Ricardo Fonseca Aguayo (17 January 1906 – 21 July 1949) was a Chilean teacher and communist politician.

== Biography ==
Fonseca Aguayo was born in Puerto Saavedra, Chile, on 17 January 1906. He was the son of Santiago Fonseca and Clorinda Aguayo.

He studied at the Public School of Puerto Saavedra and later at the Escuela Normal of Victoria, Chile, qualifying as a primary school teacher in 1923.
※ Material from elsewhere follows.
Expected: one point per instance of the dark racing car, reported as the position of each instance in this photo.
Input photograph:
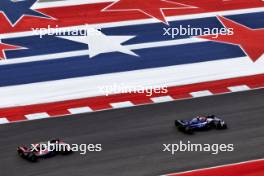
(43, 150)
(200, 123)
He worked as a teacher in schools in Valdivia, Molina and Santiago between 1924 and 1937. In 1938, he travelled to the United States to attend the World Youth Congress held in New York. He later visited Peru, Argentina and Uruguay. He collaborated with and served as director of the newspaper El Siglo in 1940.

He married Elena Pedraza, with whom he had three children: Claudio Leonardo, Margarita and Eugenia.

== Political career ==
Fonseca Aguayo joined the Communist Party in 1929. He served as regional secretary for Santiago (1933–1934), was a national leader of the party’s Central Committee, and served as Secretary General of the Communist Youth between 1936 and 1938.

He represented the party in the Democratic Alliance of Chile in 1942 and later served as national secretary for Education, Press and Propaganda in 1945. He became Secretary General of the Communist Party in 1946.

In 1941, he was elected Deputy for the Tarapacá Departmental Group —Arica, Iquique and Pisagua— for the 1941–1945 term. He served on the Standing Committee on Education.

He was re-elected for the 1945–1949 term, again representing Tarapacá. During this period, he served on the Standing Committees on Government Interior, Foreign Affairs, Constitution, Legislation and Justice, and Public Education.

Fonseca Aguayo died in Santiago on 21 July 1949. His funeral was held the following day at the General Cemetery of Santiago.